Control the traffic (Sorry this cluster is RSVP only)
Next, think about what happens inside the cluster. By default, all pods can talk to each other, like an open office. One compromised pod, and attackers can roam freely. To fix this you need to use Kubernetes network policies, a standard way to secure namespaced resources within your cluster. But there is a catch, Kubernetes on its own doesn’t enforce these policies it relies on your CNI (policy engine) to enforce them. Keep in mind that each CNI will also come with some “unique sauce” that allows you to go beyond what standard network policy providers.
For example, some CNIs support Global Network Policies that secure both namespaced and non-namespaced resources. By implementing such policies suddenly, your cluster has a VIP list, and lateral movement is blocked.
If you’d like to learn more about securing your entire cluster, click here.
Cloud AI providers (watch the other doors)
In some cases it might be “cheaper” to use Cloud providers instead of building your own AI apparatus, in such cases you should make sure that your API keys from these providers are not loosely configured and are actually tied to an identity that is only accessible to you. The easiest form of Identity that you can manage without having your developers to touch the code is IP address restrictions.

Managing outgoing traffic ( Network Address Translation )
At this point, you might be wondering, with Kubernetes pods having ephemeral IPs, how can you ensure your workloads present a consistent IP to cloud providers?
The answer comes down to your CNI of choice.
Depending on your CNI, you can configure Network Address Translation (NAT) to ensure workloads maintain stable, predictable IPs. You can even get granular with inclusions and exclusions, specifying exactly which interfaces or pods should use certain IPs. This gives you a reliable identity for external communications, critical for enforcing API key restrictions or ensuring cloud services recognize your workloads correctly.
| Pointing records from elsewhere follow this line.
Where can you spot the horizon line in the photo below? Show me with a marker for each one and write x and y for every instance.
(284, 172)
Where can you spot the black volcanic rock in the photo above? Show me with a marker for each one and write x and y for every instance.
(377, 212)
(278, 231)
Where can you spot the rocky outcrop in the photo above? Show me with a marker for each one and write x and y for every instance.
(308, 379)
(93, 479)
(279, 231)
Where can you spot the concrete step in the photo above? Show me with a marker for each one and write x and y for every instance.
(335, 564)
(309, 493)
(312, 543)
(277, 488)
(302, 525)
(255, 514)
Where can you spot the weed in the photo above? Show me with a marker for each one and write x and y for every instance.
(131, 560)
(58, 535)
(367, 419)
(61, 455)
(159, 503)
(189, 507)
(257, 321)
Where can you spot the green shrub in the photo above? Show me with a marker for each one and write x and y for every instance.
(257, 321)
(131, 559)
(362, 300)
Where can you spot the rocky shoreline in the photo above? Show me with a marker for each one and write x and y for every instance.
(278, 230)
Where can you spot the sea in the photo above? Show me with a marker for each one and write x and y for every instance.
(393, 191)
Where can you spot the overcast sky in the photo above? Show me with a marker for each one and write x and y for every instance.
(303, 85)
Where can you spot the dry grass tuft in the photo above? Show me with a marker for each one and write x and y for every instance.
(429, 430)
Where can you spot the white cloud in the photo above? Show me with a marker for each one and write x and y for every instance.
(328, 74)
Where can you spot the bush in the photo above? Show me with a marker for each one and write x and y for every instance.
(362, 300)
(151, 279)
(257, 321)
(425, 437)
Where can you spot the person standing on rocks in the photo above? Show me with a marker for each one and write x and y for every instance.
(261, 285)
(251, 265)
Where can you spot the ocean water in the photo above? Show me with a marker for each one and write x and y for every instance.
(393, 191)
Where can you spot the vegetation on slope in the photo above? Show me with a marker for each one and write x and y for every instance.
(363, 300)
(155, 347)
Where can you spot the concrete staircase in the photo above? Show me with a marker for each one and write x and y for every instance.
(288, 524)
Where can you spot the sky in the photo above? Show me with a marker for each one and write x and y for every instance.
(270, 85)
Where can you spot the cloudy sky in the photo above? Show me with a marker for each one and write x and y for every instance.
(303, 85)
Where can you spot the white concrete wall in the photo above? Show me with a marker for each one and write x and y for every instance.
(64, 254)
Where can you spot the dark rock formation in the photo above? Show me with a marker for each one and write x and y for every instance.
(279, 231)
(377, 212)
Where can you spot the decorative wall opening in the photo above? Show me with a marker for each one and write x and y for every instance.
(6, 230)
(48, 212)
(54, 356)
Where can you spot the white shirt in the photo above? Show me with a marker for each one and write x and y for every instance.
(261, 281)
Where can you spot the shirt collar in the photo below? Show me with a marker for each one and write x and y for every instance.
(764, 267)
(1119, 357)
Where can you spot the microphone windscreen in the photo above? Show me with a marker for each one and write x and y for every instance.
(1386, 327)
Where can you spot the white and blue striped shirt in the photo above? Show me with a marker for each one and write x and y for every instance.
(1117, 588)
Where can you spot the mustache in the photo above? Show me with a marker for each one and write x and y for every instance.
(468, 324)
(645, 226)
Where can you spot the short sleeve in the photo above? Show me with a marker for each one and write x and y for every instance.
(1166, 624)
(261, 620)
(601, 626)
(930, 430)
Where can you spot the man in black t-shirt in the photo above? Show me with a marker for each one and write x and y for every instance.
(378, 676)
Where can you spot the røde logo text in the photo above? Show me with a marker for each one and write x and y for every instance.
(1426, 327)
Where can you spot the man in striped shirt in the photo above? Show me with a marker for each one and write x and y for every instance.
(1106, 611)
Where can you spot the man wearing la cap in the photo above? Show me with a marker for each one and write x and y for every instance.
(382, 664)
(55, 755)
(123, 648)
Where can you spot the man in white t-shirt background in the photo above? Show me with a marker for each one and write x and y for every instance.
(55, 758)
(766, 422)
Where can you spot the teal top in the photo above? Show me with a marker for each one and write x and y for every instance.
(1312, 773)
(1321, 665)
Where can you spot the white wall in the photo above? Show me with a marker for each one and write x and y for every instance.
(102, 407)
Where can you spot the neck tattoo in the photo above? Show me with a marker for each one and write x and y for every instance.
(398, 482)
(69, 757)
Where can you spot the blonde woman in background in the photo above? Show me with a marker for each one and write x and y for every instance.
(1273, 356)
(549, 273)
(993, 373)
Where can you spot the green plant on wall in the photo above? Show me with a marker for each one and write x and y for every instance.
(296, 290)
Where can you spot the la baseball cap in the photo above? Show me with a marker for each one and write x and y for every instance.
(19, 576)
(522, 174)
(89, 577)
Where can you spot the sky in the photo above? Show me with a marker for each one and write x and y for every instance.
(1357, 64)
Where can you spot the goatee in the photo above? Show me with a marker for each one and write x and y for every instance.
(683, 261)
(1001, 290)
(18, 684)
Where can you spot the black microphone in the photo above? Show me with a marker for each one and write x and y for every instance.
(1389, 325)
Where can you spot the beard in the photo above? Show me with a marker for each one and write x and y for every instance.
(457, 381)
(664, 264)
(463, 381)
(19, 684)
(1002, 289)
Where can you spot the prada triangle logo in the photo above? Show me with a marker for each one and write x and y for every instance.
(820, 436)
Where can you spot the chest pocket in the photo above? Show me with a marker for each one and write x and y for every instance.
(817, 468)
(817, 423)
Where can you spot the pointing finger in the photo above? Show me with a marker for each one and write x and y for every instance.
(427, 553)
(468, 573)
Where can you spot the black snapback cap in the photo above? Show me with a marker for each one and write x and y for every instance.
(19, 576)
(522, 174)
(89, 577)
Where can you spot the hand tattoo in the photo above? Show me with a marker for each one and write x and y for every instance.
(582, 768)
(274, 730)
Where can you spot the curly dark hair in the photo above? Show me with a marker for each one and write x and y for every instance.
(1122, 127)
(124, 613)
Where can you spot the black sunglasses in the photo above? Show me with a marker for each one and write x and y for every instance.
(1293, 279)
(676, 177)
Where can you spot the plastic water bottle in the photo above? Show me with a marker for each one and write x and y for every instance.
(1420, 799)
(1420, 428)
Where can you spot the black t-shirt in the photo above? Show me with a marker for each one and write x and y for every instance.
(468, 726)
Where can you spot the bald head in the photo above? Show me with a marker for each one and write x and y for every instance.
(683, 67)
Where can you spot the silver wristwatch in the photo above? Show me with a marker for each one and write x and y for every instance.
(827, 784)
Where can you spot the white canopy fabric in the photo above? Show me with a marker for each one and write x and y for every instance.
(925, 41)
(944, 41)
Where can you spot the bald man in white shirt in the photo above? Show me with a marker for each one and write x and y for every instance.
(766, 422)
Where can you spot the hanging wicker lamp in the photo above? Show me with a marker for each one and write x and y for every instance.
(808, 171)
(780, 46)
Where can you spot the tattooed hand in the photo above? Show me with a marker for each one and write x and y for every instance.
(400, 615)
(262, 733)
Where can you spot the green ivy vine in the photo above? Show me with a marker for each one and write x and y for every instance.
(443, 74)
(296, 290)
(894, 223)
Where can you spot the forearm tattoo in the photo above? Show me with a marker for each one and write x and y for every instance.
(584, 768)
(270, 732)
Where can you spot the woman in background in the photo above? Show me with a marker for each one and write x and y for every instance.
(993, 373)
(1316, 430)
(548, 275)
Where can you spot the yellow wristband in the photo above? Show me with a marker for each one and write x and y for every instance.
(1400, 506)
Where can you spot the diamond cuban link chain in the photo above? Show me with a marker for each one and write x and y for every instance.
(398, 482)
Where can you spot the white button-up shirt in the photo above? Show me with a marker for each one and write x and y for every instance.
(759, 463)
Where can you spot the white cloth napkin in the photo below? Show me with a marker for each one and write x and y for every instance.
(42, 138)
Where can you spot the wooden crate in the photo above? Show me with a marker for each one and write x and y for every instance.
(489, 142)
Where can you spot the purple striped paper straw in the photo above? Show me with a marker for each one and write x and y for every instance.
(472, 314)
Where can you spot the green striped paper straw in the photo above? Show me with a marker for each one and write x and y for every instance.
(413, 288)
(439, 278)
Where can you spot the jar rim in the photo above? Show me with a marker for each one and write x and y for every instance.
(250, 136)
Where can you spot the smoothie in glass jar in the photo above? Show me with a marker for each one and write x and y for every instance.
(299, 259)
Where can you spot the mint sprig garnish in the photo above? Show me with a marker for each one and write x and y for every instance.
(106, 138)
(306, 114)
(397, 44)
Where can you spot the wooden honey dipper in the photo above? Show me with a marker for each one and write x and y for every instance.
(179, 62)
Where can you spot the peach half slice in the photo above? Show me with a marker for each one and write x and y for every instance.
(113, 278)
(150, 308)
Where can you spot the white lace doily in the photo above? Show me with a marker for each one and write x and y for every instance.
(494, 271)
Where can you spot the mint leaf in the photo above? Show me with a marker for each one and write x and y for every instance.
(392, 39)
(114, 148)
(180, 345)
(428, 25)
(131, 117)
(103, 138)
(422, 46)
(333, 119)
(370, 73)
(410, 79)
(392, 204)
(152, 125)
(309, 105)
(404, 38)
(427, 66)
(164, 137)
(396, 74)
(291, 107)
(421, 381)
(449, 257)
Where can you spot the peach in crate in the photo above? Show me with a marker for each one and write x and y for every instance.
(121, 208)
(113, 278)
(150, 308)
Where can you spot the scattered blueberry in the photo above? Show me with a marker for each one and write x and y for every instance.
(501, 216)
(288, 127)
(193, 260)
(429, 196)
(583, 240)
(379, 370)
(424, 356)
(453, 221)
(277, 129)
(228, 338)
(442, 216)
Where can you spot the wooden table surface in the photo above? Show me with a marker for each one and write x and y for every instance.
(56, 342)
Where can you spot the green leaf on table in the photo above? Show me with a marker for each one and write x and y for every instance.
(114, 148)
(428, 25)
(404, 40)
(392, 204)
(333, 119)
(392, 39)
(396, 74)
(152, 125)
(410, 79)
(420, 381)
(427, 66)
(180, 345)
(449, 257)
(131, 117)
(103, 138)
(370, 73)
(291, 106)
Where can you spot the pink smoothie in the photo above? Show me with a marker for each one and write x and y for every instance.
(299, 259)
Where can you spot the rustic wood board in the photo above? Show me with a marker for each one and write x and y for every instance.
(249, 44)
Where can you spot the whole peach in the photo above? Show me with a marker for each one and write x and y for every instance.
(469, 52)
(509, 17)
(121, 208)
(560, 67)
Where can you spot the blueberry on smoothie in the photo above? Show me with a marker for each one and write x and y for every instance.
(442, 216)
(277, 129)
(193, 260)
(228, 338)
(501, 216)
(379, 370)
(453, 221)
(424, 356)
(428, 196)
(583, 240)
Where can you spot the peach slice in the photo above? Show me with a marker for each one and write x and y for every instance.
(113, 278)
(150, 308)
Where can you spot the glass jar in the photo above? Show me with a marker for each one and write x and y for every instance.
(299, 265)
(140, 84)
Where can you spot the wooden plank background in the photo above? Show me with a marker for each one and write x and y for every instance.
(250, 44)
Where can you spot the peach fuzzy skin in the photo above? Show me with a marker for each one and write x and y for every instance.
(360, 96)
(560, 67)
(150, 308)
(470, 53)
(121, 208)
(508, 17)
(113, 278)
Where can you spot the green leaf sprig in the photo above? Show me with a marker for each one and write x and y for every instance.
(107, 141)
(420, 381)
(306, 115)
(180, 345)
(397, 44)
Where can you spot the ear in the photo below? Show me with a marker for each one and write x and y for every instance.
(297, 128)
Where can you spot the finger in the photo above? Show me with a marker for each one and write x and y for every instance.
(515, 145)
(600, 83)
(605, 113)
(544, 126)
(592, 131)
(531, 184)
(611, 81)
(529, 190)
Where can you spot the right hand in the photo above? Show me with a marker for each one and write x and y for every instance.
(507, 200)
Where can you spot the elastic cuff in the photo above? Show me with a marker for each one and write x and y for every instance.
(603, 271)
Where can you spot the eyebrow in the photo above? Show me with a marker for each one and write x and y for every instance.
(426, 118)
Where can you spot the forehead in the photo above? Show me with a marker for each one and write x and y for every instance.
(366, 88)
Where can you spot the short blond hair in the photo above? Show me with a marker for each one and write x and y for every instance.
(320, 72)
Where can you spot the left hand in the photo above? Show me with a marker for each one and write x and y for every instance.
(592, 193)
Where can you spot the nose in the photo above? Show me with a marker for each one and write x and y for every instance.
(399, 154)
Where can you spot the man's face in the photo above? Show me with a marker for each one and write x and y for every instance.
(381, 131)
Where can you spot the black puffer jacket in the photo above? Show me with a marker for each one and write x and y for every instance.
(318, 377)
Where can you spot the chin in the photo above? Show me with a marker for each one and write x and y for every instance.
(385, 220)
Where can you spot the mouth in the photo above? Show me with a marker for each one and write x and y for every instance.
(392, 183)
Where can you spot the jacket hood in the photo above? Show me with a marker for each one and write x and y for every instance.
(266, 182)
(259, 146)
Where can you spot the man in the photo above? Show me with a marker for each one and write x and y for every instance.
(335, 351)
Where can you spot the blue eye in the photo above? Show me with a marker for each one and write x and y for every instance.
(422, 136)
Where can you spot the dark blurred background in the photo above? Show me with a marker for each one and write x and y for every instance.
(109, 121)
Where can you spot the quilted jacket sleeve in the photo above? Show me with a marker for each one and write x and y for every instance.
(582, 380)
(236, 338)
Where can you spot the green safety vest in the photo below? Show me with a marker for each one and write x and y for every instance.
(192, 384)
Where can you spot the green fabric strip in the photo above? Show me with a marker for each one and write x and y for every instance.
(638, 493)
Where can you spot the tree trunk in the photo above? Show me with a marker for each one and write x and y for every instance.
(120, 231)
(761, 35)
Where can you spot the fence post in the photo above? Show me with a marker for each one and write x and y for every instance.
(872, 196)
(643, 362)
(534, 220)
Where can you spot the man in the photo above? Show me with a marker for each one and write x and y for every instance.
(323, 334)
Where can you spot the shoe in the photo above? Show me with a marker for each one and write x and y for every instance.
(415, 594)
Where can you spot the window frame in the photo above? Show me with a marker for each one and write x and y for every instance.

Managing outgoing traffic ( Egress Gateways )
Egress gateways are another way to make sure which Identities should be used when communicating to an endpoint. An egress gateway is a configurable Pod, or node workload (depending on the CNCF based solution you have chosen) that gives you a more granular way to control your NATs.
For example, Calico Egress Gateway allows you to run pods that become an immediate gateway for your workloads and can be managed via independent policies and routes. This allows you to achieve routing isolation for pods that need to talk to AI providers and deny or redirect other pods to other gateways.
If you’d like to learn more about egress access within kubernetes, click here.
Observability (What is actually happening inside the house)
In the cloud, observability is everything. Traditional logging and perimeter security just don’t cut it anymore, they can’t explain why Kubernetes does what it does. Workloads in a distributed system can be running on different nodes, across clusters, or even in different regions. Without context, you’re basically flying blind, and that’s where traditional logging falls short and that is why the hottest topic in cloud native right now is OpenTelemetry, a free, open-source framework/standard that helps capture, logs traces, metrics from distributed systems and present it in a human readable way.
Modern CNI tools include observability features such as flow logs, service graphs, and context-aware visibility that show exactly how traffic flows between workloads, which policies are applied, and why. When combined with Grafana and Prometheus, these insights create a clear view into your Kubernetes cluster—turning “mystery connections” into actionable data and enabling a true zero-trust approach for AI workloads.
If you’d like to learn more about observability, click here.
The bottom line
While at the moment, AI can seem a new frontier, running into it without proper security is both dangerous and expensive. In this blog post we’ve gone through some simple security adjustments that can help you to secure your next bright idea in Kubernetes.